God’s knowledge is related to things in these four ways. Since His knowledge causes things, He knows some things by ordaining by a decree of His will that they come into existence at a certain time. Of these things He has actual practical knowledge. Moreover, He knows other things which He never intends to make, for He knows those things which do not exist, have not existed, and never will exist, as we said in the preceding question. Of these things He has actual knowledge, not actually practical knowledge, however, but merely virtually practical. Again, since He knows the things which He makes or is able to make, not only as they exist in their own act of existence, but also according to all the notes which the human intellect can find in them by analysis, He knows things that He can make even under an aspect in which they are incapable of execution. Finally, He knows certain things of which His knowledge cannot be the cause—evils, for example. Therefore, it is very true to say that there is both practical and speculative knowledge in God.
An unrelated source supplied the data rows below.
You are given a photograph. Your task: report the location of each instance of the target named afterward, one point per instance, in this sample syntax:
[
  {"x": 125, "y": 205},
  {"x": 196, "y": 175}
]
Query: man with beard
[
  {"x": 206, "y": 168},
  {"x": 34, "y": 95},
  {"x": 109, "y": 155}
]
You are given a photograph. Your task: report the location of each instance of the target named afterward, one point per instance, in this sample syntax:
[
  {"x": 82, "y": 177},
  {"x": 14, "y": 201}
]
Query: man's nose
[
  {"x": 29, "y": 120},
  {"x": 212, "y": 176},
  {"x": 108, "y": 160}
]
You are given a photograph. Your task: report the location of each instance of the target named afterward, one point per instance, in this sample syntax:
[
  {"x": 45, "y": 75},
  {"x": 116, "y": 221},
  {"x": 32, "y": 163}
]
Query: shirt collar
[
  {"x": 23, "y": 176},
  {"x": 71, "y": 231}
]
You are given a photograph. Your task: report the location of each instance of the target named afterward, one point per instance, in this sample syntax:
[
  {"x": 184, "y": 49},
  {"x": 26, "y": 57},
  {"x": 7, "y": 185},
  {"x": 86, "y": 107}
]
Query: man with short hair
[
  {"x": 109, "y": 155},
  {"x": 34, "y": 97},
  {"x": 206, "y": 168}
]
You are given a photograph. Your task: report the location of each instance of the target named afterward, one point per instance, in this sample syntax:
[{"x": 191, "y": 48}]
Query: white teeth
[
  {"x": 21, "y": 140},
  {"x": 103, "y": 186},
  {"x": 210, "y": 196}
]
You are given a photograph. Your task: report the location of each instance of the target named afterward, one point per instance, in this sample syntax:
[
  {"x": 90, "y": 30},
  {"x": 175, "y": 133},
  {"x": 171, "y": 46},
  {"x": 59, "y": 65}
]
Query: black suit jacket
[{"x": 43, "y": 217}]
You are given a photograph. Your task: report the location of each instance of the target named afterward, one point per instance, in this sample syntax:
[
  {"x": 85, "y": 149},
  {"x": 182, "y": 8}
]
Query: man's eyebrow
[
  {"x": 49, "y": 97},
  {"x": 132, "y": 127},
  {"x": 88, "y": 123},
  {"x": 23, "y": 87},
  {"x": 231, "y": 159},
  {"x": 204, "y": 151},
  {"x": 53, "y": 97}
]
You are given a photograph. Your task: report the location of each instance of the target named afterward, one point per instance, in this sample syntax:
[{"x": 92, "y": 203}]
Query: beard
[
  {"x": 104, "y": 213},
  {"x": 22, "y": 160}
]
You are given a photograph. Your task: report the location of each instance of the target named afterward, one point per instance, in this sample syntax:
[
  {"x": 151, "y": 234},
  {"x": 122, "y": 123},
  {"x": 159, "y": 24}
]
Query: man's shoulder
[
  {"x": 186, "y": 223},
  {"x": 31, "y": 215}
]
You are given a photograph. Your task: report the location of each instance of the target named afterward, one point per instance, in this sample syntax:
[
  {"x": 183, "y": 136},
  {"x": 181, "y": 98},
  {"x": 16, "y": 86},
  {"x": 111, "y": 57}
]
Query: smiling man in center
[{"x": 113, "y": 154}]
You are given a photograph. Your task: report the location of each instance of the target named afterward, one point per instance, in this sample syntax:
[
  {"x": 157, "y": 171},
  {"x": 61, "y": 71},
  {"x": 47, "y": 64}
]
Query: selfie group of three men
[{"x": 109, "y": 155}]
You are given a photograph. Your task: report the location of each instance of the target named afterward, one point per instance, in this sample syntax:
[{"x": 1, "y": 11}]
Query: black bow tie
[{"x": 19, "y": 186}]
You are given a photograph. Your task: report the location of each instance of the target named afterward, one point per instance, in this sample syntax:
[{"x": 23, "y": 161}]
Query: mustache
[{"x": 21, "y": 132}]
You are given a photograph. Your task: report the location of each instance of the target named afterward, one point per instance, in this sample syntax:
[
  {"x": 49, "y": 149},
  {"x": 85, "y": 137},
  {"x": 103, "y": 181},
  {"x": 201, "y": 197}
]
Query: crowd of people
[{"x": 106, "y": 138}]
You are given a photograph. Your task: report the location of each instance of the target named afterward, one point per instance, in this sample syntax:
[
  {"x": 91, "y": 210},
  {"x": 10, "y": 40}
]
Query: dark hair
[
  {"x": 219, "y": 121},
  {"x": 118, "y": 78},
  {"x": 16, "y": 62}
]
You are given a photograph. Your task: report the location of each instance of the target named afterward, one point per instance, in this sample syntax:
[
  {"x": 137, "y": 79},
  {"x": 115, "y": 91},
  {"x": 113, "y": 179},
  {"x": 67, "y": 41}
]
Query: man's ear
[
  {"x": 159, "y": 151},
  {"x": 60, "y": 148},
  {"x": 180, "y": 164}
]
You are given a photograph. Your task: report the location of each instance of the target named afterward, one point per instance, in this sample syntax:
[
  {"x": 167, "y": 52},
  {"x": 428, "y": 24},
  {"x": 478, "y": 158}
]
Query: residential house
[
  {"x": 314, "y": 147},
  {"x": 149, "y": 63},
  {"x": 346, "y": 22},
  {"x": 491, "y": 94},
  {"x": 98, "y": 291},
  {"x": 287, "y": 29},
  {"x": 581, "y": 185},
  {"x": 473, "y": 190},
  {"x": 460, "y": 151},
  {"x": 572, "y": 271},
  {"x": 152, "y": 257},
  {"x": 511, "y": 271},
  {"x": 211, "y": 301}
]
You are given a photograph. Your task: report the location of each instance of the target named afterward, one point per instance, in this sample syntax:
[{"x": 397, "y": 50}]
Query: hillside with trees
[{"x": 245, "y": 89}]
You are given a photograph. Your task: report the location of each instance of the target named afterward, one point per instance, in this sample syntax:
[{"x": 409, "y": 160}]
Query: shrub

Now we must see which of the preceding ways is proper to the ideas which must be attributed to God’s knowledge. As Augustine says if we consider the proper meaning of the word itself, an idea is a form; but if we consider what the thing itself is, then an idea is an intelligible character or likeness of a thing. We find, moreover, in certain forms, a double relation: one relation to that which is informed by these forms, and this is the kind of relation that knowledge has to the knower; another to that which is outside, and this is the kind of a relation that knowledge has to what is known. This latter relationship, however, is not common to all forms, as the first is. Therefore, the word form implies only the first relation. This is why a form always has the nature of a cause, for a form is, in a sense, the cause of that which it informs—whether this informing takes place by inherence, as it does in the case of intrinsic forms, or by imitation, as it does in the case of exemplary forms. But an intelligible character and a likeness also have the second relationship, which does not give them the nature of a cause. If we speak, therefore, of an idea, considering only the notion that is properly conveyed by that word, then an idea includes only that kind of knowledge according to which a thing can be made. This is knowledge that is actually practical, or merely virtually practical, which, in some way, is speculative. On the other hand, if we call an idea an intelligible character or likeness in a wide sense, then an idea can also pertain to purely speculative knowledge. Or, if we wish to speak more formally, we should say that an idea belongs to knowledge that is practical, either actually or virtually; but an intelligible character or likeness belongs to both practical and speculative knowledge.